JAMES PETERSON, BUCKNELL UNIVERSITY: Well, the use of the tax dollars are actually to raise awareness for the teachers about white privilege and although I respect Niger, I just don't agree with him here.
If you look at things like gender, privilege or class privilege maybe it's easier to see, but the bottom line is when you look at public education, criminal justice system and health care, we can clearly see that there is such a thing as white privilege.
Listen, this is not indicting any individual white person, this is just to say that if you are black, you have to have different concerns about the criminal justice system -- let me finish my point.
HANNITY: Wait a minute, you're a professor. You are not answering my question.
PETERSON: I am answering your question.
HANNITY: So why don't we address my question? My point, they just laid off 94 teachers.
PETERSON: I heard your point.
HANNITY: Hang on, we have a limited budget. We have kids often times leaving school districts not able to read, write and do math. So they lay teachers and then they pay for all these other teachers to go to this conference. Do you think that's an appropriate and wise use of limited money?
PETERSON: Listen, there are various ways --
HANNITY: Do you?
PETERSON: Yes, I do, because white privilege does exist and we need our teachers to understand that. Listen, the vast majority of white folk across this country do not have the same kind of concerns in our public educational system as students of color.
They are not tracked in the same ways. They are not discriminated against the same ways and the curriculum doesn't represent them or misrepresent them in the same way. You can be a white student sometimes and not to have the same kind of concerns that students of color have. It's as simple as that.
INNIS: Well, I would recommend if this conference wanted to do a service, they should call it white and yellow privilege because Asian-American kids are out-performing not only the average, but the average white kid, too.
So obviously, this privilege exists for whites and Asian-American kids. You can go to any district in this country and the poorest school districts and you will see the valedictorians are sometimes first generation or second generation kids from Asia, from India, from China, from other parts of Asia.
PETERSON: Good point, but a separate issue.
INNIS: Because they have a culture that promotes education. They don't have people trying to feed them nonsense --
HANNITY: One at a time.
PETERSON: This is the same way black and brown people are discriminated against.
INNIS: They are people of color too. They are not Europeans.
PETERSON: Their history in this country is quite different.
HANNITY: Hang on. Let me bring this point up. How is it that if somebody faces discrimination how is it that, as this piece says, it causes them hypertension, causes them to eat in a way that's unhealthy, causes people not to exercise.
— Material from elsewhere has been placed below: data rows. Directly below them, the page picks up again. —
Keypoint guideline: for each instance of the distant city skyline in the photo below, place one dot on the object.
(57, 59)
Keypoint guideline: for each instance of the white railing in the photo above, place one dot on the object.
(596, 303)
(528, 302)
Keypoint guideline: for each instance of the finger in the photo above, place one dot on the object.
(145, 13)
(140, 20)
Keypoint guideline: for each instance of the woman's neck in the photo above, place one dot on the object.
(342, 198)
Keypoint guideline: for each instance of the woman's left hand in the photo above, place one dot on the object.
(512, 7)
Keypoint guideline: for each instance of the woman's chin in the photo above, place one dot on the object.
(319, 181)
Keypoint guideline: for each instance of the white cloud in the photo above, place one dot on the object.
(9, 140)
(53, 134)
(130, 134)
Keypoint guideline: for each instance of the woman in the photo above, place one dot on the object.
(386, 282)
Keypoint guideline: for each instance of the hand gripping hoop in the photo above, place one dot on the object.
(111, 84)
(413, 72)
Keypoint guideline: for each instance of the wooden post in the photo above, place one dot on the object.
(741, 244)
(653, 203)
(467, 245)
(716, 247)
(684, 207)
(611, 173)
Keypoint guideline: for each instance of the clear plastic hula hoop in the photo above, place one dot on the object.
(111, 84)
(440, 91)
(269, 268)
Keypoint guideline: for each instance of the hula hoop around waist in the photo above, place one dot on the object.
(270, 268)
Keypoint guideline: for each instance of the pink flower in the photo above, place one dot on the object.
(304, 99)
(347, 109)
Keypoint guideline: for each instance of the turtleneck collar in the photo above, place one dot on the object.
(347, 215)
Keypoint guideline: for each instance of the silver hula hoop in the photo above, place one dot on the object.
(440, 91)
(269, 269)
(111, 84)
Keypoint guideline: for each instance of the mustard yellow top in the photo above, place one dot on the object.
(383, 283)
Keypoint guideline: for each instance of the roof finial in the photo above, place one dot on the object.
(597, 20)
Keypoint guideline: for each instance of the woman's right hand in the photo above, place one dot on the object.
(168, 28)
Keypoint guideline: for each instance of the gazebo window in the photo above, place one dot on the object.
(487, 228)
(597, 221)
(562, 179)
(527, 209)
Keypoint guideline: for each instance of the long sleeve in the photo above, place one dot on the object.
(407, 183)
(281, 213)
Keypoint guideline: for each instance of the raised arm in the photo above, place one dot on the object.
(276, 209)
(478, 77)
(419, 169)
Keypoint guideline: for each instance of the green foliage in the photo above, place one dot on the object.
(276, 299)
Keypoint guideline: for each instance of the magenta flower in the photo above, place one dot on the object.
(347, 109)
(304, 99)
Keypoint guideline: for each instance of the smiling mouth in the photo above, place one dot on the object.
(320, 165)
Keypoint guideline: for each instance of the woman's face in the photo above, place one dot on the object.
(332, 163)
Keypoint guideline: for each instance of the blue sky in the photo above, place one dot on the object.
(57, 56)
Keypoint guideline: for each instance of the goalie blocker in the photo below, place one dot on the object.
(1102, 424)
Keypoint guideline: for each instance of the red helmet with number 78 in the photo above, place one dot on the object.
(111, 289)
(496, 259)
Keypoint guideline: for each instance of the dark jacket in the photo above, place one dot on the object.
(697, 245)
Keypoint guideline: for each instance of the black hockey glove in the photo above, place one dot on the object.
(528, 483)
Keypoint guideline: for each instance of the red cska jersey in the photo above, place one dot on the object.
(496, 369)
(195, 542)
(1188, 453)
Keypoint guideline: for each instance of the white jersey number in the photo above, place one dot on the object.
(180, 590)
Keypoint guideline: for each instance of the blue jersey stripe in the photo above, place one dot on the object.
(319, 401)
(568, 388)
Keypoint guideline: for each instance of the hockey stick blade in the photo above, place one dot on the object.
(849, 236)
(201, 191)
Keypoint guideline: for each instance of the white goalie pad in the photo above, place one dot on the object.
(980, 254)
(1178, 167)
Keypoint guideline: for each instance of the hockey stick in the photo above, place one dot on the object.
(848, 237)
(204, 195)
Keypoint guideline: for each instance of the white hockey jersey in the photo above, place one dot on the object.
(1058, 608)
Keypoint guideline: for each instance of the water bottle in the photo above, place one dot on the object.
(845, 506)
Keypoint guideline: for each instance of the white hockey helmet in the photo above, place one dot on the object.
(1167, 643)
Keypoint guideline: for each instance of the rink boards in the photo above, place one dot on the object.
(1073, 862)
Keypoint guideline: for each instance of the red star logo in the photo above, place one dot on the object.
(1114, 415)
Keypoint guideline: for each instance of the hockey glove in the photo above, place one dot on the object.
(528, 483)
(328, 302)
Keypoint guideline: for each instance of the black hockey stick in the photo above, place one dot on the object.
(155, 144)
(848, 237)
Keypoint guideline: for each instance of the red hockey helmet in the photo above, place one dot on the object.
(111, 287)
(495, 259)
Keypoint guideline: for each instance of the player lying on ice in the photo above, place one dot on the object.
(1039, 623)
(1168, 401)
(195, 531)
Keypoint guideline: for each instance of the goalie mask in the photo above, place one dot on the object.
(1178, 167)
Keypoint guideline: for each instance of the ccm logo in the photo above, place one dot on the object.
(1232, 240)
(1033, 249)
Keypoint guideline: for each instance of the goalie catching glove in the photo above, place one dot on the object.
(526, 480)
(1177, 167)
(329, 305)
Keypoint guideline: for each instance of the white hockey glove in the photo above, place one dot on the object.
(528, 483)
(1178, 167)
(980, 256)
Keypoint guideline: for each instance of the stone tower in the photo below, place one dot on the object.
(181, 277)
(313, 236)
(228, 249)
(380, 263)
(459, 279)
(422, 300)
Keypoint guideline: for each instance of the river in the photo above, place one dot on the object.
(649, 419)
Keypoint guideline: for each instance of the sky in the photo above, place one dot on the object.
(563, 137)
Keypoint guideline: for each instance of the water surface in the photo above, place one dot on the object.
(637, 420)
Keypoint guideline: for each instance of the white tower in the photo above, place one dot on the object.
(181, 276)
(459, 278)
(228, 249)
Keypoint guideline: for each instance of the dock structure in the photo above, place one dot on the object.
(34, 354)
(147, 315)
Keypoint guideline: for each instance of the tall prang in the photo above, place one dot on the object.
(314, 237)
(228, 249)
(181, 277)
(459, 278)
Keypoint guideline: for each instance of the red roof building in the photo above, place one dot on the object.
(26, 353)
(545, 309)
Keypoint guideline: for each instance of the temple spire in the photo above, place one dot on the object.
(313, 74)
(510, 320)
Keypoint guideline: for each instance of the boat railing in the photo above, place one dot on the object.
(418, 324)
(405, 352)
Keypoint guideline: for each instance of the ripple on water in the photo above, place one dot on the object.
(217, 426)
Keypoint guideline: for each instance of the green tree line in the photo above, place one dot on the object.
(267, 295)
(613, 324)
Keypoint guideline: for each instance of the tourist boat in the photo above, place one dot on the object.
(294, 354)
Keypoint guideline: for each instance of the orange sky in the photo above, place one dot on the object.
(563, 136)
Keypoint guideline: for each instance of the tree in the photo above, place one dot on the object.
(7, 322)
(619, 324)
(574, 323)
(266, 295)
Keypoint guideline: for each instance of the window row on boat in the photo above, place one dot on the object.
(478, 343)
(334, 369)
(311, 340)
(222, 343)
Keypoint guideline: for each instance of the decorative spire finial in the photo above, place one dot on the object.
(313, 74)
Isn't that predicated on an idea that individuals are not responsible for their own behavior in some way?
PETERSON: I am all for individual responsibility, but if you look at the arc of history of the relationship between health care and public health and African-Americans, you can see that there are various cases in which African-American folk have been alienated from health care and that is not just the economic piece of it, that's cultural and social piece of it. So we have to repair that --
HANNITY: But people make decisions about eating and about exercise.
PETERSON: We have to repair that first before we can say there's a level playing field from which we can engage here.